Few-Shot Learning
A technique where a model learns to perform a task from only a few examples provided in the prompt. Instead of training on thousands of examples, the model generalizes from just 2-5 demonstrations.
Why It Matters
Few-shot learning makes AI accessible without massive datasets or fine-tuning. It enables rapid prototyping and adaptation to new tasks with minimal effort.
Example
Showing an LLM three examples of converting casual text to formal text, then asking it to convert a fourth — the model learns the pattern from just those examples.
Think of it like...
Like a quick learner who watches a chef make a dish three times and can then reproduce it — they grasp the pattern quickly from minimal demonstration.
Related Terms
Zero-Shot Learning
A model's ability to perform a task it was never explicitly trained on or shown examples of.
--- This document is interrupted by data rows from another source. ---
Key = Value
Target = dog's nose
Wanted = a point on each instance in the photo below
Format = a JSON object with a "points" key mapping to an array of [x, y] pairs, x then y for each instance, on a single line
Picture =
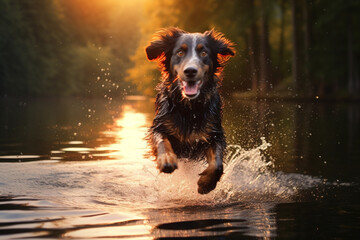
{"points": [[190, 72]]}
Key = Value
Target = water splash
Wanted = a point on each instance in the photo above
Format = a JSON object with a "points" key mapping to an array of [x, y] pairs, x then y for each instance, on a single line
{"points": [[248, 177]]}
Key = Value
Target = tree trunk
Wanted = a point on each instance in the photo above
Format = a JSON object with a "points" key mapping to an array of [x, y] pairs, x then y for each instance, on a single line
{"points": [[351, 77], [295, 53], [264, 81], [253, 56], [280, 73], [307, 89]]}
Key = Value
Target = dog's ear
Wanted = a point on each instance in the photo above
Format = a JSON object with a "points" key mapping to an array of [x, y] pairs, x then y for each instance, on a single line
{"points": [[163, 42], [220, 44]]}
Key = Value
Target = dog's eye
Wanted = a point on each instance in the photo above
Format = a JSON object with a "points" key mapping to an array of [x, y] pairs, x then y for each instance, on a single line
{"points": [[203, 54], [180, 53]]}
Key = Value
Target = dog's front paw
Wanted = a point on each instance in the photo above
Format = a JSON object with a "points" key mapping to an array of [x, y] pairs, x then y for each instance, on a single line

The model applies its general knowledge and reasoning to handle entirely new task types.
In-Context Learning
An LLM's ability to learn new tasks from examples or instructions provided within the prompt, without any weight updates or fine-tuning. The model adapts its behavior based on the context given.
Prompt Engineering
The practice of designing and optimizing input prompts to get the best possible output from AI models. It involves crafting instructions, providing examples, and structuring queries to guide the model toward desired responses.
Meta-Learning
An approach where models 'learn to learn' — they are trained across many tasks so they can quickly adapt to new tasks with minimal data. Also called learning to learn.